Perhaps to prepare me for a spiritualistic seance which, to take my mind off: my troubles, he seemed inclined to hold in my room, he expounded a very unusual system of metaphysics which he had thought out–all by himself–a sort of lanternosophy, one might have called it.

Every now and then, as he talked, the old man would stop to ask me:

“Are you asleep, Mr. Meis!”

More than once I was tempted to answer: “Yes, thank heaven!”

But since I could not fail to recognize that his intentions were of the best–the idea of helping me pass my time more pleasantly–I would answer:

“No, my dear Paleari, I am listening! Most instructive!  Please continue!”

And he continued.

“We,” said he, “for our misfortune, are not like trees, let us say which live without consciousness and to which the earth, the sunshine, the air, the rain, the wind, the snow, are nothing which the tree itself is not–but just something harmful or beneficial merely, if you understand me. We humans, on coming into the world, find we have one sorry privilege–the privilege of feeling ourselves live, with all the fine illusions that follow as a consequence, the illusion, in particular, that this inner experience we have of a life forever varied and changing–changing according to time, circumstance, or fortuity–is a reality outside ourselves.

“Whereas this sense we have of life is a lantern, as it were, which each of us carries within himself. Now this lantern, with its faint light, reveals to us that we are lost, astray, on the face of the earth, showing us the good and the evil on every hand. Why not? Our lanterns cast about us a greater or a lesser area of light, beyond which all is blank darkness. Now this fearful gloom would not exist were our lanterns not there to make us conscious of it; though we must believe it is a real darkness, so long as our lights are aglow within us. Well now, imagine that our lamps are blown out; this fictitious darkness will engulf us entirely, will it not? After our cloudy day of illusion, perpetual night!  But is it really perpetual night? Or is it simply that we have fallen into the arms of Essence which has broken down the insubstantial forms of our Reason?–Are you asleep, Mr. Meis?”

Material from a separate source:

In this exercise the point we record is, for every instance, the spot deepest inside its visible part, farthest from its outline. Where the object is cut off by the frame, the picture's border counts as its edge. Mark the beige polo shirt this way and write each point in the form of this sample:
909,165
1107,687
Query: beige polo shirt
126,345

“Please go on, my dear Paleari! I was never more awake! I can almost see those lanterns you are talking about!”

“Very well then…. But you have one eye out of commission, remember! We had better not get too deeply involved in philosophy. Supposing we amuse ourselves just following these wandering fire-flies–our various lanterns, that is–as they stray this way and that in the darkness of human destiny. In the first place they are of many different colors–according to the kind of glass which Illusion–a great dealer in colored spectacles–supplies us to view things through.  It’s an idea of mine, however, that in certain eras of history, Mr. Meis, as in certain periods of our individual lives, certain colors tend to predominate, eh? At a given epoch in history, certain common prejudices, certain common ways of thinking, seem to prevail among men, which color the globes of those–I will say–searchlights, beacons, rather than lanterns, which the great abstractions constitute–Truth, Virtue, Beauty, Honor, and so on. Don’t you think, for instance, that the beacon of Pagan Virtue was colored red? Whereas that of Christian Virtue must have been violet–something gloomy, depressing, I mean to suggest. The flame of the common idea is fed, nourished, kept alive, by the oil of collective agreement on certain fundamental things; but let this unanimity, this consensus, be broken down–well, the reflector, the globe, the abstract term, remains, I grant you; but the flame inside, the flame of the idea, begins to sputter and spit–and this happens in all the so-called periods of transition. Not infrequently in history there come sudden violent gusts, certain world-wide brain-storms, that extinguish all the great beacons of Truth at the same moment! What a time! What a time! In the darkness everywhere prevailing now, our individual lanterns go scampering around this way and that in the greatest confusion–this one forward, this one backward, this one round and round in a circle;–they collide, they dodge each other, they gather together in groups of ten, twenty, or a hundred; but there is no guide to the certain road to verity: they cannot agree; they quarrel, and argue, and dispute, and finally scatter again in all directions.  Panic! Chaos! Anarchy! Bewilderment!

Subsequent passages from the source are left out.